Advancing Mobility Testing and Aqueous-Phase Sampling in NAPL Zones

Michael J. Gefell, P.G., C.P.G. ( (Anchor QEA, Lakewood, CO, USA)
Dimitri Vlassopoulos, Ph.D., and Masa Kanematsu, Ph.D. (Anchor QEA, Portland, OR, USA)
David S. Lipson, Ph.D. (HRS Water Consultants, Inc., Lakewood, CO, Lakewood, CO, USA)
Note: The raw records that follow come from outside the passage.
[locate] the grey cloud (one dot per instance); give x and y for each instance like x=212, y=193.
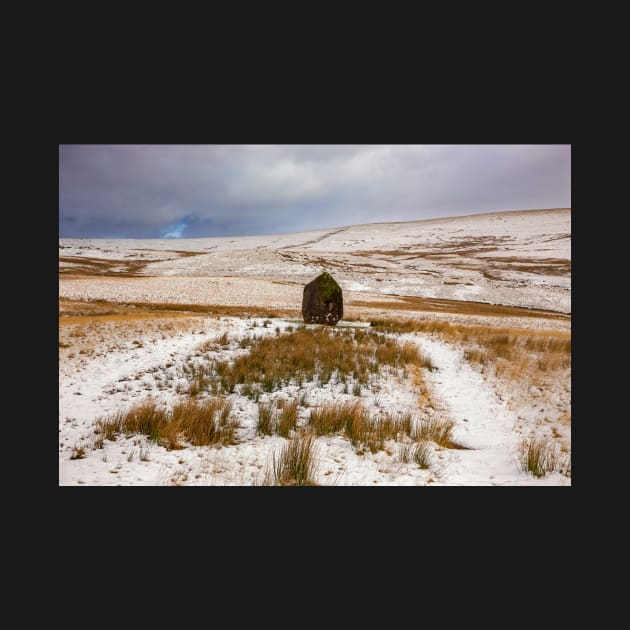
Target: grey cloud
x=131, y=190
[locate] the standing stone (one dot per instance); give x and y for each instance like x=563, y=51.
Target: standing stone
x=322, y=302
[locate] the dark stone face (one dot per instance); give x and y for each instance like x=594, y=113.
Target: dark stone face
x=322, y=302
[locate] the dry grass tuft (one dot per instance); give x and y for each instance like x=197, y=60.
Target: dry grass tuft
x=198, y=423
x=266, y=424
x=435, y=429
x=287, y=418
x=296, y=464
x=540, y=456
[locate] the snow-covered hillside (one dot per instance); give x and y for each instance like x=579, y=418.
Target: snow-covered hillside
x=163, y=320
x=515, y=258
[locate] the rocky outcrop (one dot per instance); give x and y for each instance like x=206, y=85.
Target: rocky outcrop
x=322, y=302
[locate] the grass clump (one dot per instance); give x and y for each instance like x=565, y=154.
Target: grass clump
x=434, y=429
x=418, y=453
x=296, y=464
x=199, y=423
x=330, y=355
x=287, y=418
x=266, y=419
x=540, y=456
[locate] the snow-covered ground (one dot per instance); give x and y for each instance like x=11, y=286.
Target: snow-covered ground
x=108, y=363
x=515, y=258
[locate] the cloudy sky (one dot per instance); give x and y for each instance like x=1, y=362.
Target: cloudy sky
x=158, y=191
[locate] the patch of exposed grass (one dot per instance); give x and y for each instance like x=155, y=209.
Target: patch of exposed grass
x=435, y=429
x=354, y=422
x=540, y=456
x=266, y=419
x=199, y=423
x=296, y=464
x=418, y=453
x=287, y=418
x=309, y=353
x=78, y=452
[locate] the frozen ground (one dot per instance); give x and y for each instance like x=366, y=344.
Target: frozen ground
x=108, y=362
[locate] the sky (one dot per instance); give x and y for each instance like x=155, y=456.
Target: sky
x=193, y=191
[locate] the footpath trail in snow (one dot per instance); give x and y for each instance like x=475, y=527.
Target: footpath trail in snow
x=483, y=423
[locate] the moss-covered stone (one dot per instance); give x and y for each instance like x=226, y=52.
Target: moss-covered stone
x=322, y=302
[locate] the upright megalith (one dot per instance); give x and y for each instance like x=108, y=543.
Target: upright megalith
x=322, y=302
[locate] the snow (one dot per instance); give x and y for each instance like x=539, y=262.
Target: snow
x=107, y=364
x=484, y=424
x=482, y=257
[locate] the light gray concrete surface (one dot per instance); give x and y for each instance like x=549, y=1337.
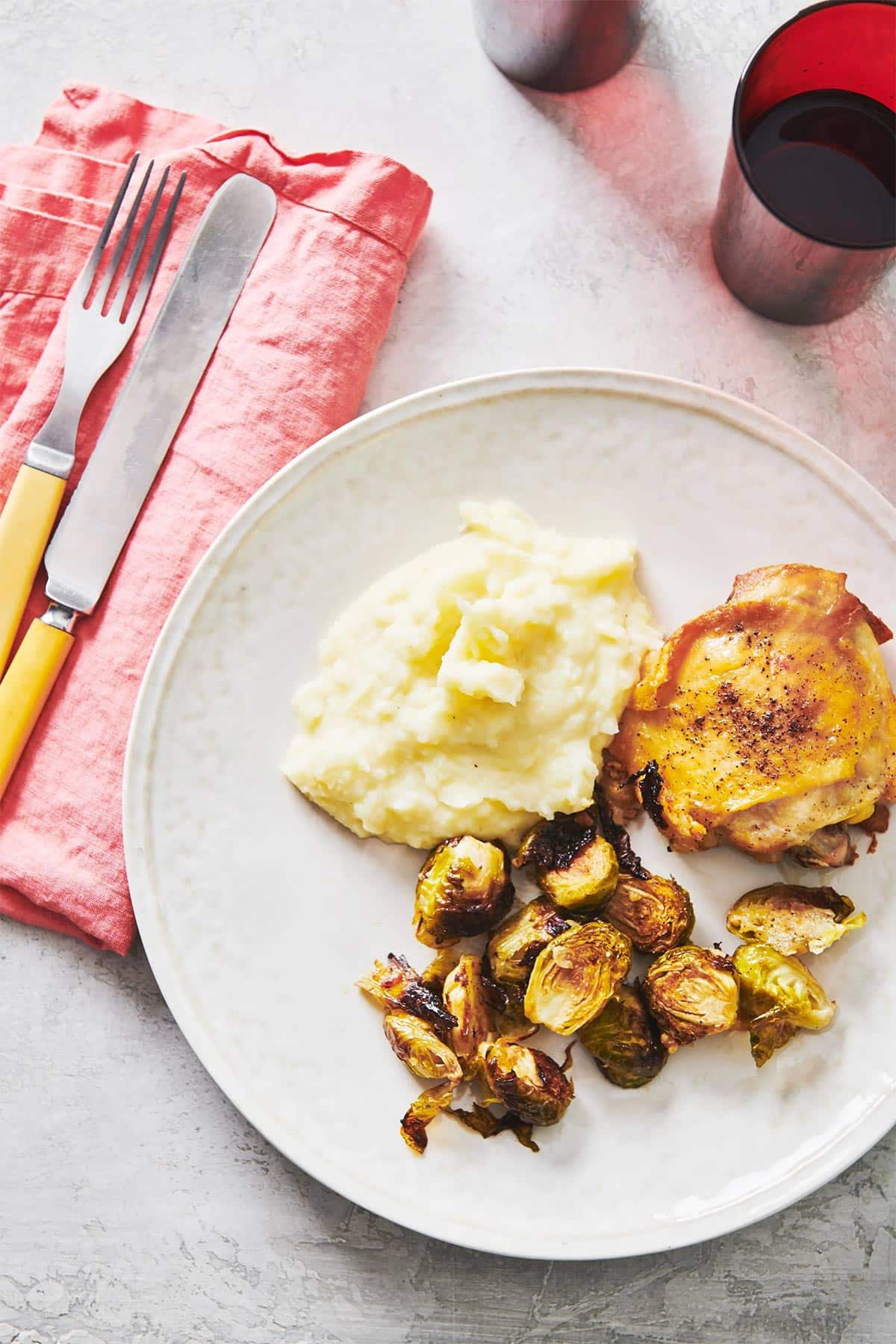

Bruce Thompson (de maximis, inc., Windsor, CT, USA

At non-aqueous phase liquid (NAPL) sites, NAPL mobility and aqueous-phase concentrations directly affect risk and remedial design. NAPL effective hydraulic conductivity (Kn) affects pore-scale recoverability, velocity and flux. It can be estimated and the overall NAPL mobility interpreted from laboratory NAPL mobility tests using multiple lines of evidence. If NAPL is immobile or can be contained by an engineered remedy, aqueous chemical concentrations and fluxes drive risk and remedial needs. However, any NAPL included in a water sample or adhered to a passive hydrophobic sampler is added mass that is reported with the dissolved concentration, thereby overstating actual conditions. Laboratory and field data are presented demonstrating the use of porous, hydrophilic, ceramic capillary barriers to exclude NAPL and collect representative porewater and groundwater samples by diffusion or pumping. In combination, the methods presented herein mark significant advances in our ability to quantify mass fluxes associated with NAPL zones.